Cash Daddy has his own philosophy of life, often illustrated by Igbo proverbs which he twists for his own benefit. It isn’t long before he has won Kingsley over, and Kingsley, as predicted by his seasoned crook of an uncle, is a huge success as a scammer.  However, although the young man appreciates the material benefits that comes with his job, it is the ability to give his family a good life that is the job’s biggest attraction.

This is undoubtedly, a limited portrayal of the 419 scamming industry, and a humorous one at that (several scenes and observations made me laugh out loud), but it is also such a detailed an account that I am inclined to believe that the author researched her subject seriously and thoroughly.

The novel’s central character, Kingsley, is a likeable man – smart, hardworking and loving. When his girlfriend dumps him in favour of someone with more money, you feel like scolding her for being so heartless and stupid.

The other main character, Cash Daddy, is crass and vulgar, but also likeable because of his generosity and family spirit. You cringe when he is described conducting meetings while he takes a dump, but then you cheer when he lovingly provides a meal for his niece who, he shrewdly observes, looks like she’s not had enough to eat for months.

In one scene, Cash Daddy angrily orders Kingsley out of his sight for wearing ugly shoes, but Kingsley is immediately taken to an expensive store and a new pair of beautiful footwear is purchased for him. This is typical Cash Daddy behaviour – a combination of outrageous arrogance and lovable eccentricity.

I think Nwaubani’s use of likeable, accessible characters allow the reader to recognise the human side of scamming. Make no mistake, Cash Daddy is one misogynistic bastard who cheats on his wife and thinks nothing of paying for women to sleep with Kingsley. However, he has many redeeming qualities, which allow the reader to see him as human, not some wholly wicked and self-serving fiend.

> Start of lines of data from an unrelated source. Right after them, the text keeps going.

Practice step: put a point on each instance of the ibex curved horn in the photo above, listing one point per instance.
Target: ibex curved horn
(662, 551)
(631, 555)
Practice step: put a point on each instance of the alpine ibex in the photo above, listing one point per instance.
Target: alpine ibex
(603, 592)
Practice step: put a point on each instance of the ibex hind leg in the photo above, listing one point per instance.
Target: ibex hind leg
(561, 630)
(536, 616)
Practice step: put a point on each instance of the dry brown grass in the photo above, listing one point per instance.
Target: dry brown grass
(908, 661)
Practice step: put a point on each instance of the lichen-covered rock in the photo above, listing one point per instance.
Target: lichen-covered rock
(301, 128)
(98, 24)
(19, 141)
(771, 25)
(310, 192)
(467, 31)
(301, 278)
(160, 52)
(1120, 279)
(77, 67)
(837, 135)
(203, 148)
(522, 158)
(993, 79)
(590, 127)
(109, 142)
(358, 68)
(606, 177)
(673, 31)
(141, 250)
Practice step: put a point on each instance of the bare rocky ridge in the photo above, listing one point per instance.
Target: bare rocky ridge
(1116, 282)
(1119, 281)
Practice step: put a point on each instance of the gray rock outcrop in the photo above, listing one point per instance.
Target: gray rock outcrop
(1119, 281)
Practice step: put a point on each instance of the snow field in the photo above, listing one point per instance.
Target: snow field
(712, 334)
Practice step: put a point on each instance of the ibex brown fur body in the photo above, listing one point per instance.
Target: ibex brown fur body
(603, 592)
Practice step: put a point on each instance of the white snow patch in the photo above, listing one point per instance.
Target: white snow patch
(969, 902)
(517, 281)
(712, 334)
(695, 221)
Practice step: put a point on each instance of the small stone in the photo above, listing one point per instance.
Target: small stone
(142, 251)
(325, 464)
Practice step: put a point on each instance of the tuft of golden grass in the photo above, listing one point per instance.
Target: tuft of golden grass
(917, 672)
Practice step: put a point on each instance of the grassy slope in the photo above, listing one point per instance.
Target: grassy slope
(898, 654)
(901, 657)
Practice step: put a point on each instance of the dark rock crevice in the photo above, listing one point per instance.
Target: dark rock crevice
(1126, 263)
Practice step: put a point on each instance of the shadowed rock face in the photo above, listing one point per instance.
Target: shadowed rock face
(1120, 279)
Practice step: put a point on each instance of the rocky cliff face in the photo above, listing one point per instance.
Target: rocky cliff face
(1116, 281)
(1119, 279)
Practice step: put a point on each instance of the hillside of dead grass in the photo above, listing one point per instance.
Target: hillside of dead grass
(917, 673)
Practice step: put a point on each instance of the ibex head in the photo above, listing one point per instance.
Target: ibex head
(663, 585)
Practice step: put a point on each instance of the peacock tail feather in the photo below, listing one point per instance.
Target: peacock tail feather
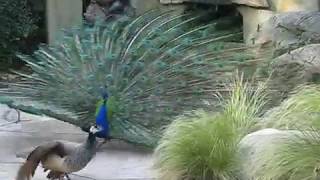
(153, 67)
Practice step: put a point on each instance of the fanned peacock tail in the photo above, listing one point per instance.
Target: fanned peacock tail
(153, 67)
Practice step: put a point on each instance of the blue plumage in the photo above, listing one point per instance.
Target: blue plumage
(102, 120)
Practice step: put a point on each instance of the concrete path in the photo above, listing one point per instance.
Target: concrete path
(115, 161)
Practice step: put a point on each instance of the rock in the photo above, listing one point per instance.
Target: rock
(214, 2)
(295, 68)
(294, 5)
(255, 145)
(252, 20)
(291, 30)
(252, 3)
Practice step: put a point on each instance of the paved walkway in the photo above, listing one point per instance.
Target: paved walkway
(115, 161)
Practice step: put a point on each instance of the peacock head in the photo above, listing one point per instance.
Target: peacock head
(95, 129)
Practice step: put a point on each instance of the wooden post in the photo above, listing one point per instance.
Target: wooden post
(62, 14)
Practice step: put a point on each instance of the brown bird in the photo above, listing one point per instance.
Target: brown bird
(60, 157)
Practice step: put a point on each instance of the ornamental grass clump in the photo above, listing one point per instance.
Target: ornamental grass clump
(203, 145)
(296, 156)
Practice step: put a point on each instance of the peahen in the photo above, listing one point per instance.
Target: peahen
(60, 158)
(143, 71)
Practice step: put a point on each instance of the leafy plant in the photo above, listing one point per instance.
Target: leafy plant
(16, 24)
(204, 145)
(295, 157)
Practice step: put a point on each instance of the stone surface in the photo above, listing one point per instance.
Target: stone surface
(115, 160)
(291, 30)
(215, 2)
(254, 145)
(252, 21)
(295, 68)
(252, 3)
(62, 14)
(294, 5)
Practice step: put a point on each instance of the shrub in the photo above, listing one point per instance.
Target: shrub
(16, 24)
(203, 145)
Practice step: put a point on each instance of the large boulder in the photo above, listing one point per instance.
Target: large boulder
(293, 69)
(293, 5)
(255, 145)
(291, 30)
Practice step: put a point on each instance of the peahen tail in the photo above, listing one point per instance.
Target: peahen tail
(26, 171)
(153, 67)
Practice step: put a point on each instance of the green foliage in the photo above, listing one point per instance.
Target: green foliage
(16, 24)
(296, 156)
(204, 145)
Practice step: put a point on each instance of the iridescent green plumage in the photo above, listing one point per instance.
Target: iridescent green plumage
(154, 67)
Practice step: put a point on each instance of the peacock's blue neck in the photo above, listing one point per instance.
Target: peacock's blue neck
(103, 121)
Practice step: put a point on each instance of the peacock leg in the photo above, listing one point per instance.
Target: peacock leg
(67, 176)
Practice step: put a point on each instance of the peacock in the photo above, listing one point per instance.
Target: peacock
(60, 158)
(133, 75)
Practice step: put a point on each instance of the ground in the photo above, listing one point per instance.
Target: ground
(115, 161)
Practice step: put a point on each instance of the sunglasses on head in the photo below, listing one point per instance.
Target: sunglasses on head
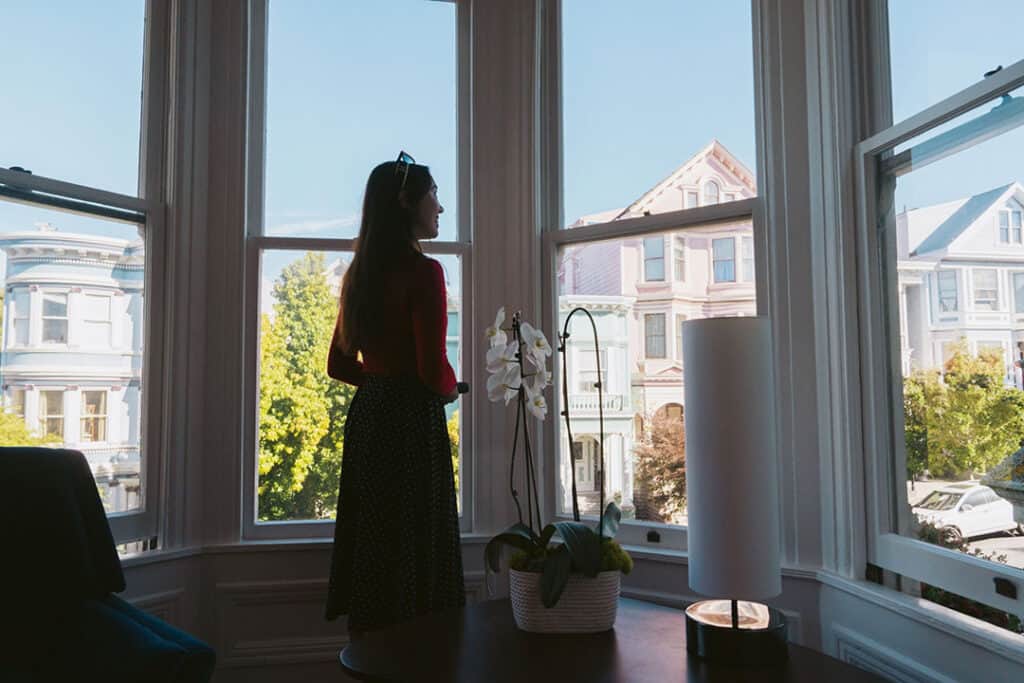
(401, 166)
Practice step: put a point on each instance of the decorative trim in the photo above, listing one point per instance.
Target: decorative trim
(870, 655)
(276, 651)
(164, 605)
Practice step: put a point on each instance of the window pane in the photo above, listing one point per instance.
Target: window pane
(68, 123)
(962, 411)
(302, 411)
(54, 348)
(724, 255)
(643, 454)
(654, 52)
(940, 47)
(333, 115)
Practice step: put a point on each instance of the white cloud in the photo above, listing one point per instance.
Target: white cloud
(312, 225)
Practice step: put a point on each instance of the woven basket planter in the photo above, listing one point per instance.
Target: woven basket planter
(587, 605)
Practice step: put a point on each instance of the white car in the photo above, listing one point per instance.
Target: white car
(968, 510)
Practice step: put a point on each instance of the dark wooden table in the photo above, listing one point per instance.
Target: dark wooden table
(481, 644)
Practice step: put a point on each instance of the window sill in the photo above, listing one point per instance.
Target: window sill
(928, 613)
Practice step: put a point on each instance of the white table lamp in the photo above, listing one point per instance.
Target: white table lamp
(731, 489)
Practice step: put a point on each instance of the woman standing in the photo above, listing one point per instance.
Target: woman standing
(396, 551)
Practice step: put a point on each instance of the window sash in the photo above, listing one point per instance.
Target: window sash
(256, 243)
(724, 259)
(653, 259)
(887, 507)
(948, 297)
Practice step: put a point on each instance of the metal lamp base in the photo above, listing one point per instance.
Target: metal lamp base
(735, 631)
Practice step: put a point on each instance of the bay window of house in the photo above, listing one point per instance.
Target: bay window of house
(18, 332)
(14, 401)
(51, 413)
(54, 317)
(311, 151)
(653, 335)
(986, 289)
(680, 318)
(653, 259)
(82, 210)
(711, 193)
(948, 297)
(724, 259)
(679, 257)
(617, 218)
(93, 420)
(960, 154)
(1018, 292)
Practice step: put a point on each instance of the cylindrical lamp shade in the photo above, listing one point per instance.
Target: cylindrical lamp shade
(731, 473)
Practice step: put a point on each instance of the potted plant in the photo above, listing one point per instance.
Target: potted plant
(565, 577)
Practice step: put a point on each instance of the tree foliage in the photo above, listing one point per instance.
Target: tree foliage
(660, 471)
(965, 421)
(14, 432)
(301, 410)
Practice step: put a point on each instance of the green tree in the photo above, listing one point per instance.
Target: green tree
(14, 432)
(660, 471)
(965, 422)
(302, 411)
(453, 425)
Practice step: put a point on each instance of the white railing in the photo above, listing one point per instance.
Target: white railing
(588, 401)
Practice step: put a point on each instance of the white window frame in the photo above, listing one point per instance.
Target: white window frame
(556, 237)
(651, 240)
(938, 290)
(256, 243)
(66, 293)
(104, 416)
(887, 510)
(715, 261)
(148, 210)
(975, 300)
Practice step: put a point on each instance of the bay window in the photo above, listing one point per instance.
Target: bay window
(955, 153)
(311, 150)
(617, 218)
(83, 214)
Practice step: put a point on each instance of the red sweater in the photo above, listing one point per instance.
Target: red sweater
(414, 331)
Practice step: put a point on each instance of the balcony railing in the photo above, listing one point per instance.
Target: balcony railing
(588, 401)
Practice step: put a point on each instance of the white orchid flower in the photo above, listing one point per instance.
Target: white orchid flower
(538, 406)
(496, 336)
(536, 342)
(501, 357)
(504, 385)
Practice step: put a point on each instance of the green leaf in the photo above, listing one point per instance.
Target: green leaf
(609, 520)
(583, 545)
(518, 536)
(546, 535)
(555, 575)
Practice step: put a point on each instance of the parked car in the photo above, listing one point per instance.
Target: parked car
(967, 510)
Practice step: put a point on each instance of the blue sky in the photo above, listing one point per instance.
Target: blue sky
(351, 83)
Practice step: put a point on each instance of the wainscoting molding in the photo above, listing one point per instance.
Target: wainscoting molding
(868, 654)
(165, 605)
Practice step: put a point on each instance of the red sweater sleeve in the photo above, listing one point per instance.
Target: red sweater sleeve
(341, 366)
(430, 328)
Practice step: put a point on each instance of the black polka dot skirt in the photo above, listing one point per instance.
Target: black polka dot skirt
(396, 550)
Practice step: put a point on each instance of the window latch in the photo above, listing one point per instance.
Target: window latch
(1006, 588)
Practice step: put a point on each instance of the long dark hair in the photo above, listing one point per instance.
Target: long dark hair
(386, 238)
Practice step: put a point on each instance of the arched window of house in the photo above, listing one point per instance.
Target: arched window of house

Introducing us to the idealistic Paulinus and Augustina in the spring of their union, before they sink into genteel poverty, ensures that we appreciate how steadfast and determined they are: Despite the woes they eventually face, the couple are unshakeable in their belief that honesty trumps riches. However, their idealism is hopelessly impractical. What would have happened to Paulinus had Cash Daddy not come to the rescue with his filthy, ill-gotten gains? It’s interesting to realise that the final outcome would have probably been the same, just arrived at a lot more quickly, and that Kingsley would have taken quite a different path that would have led him to … something better, or worse? Who can say?

Adaobi Tricia Nwaubani

As it is, the story ends happily ever after … or does it? Like life, I Do Not Come to You By Chance does not deal in absolutes and that’s what I appreciate the most about it.

This is one of my favourite reads this year – a funny, compelling and provocative novel written in a fresh and attractive style that effectively humanises its difficult subject. Unfortunately, Nwaubani seems not to have written another novel since Chance was published in 2009. I hope this will change soon.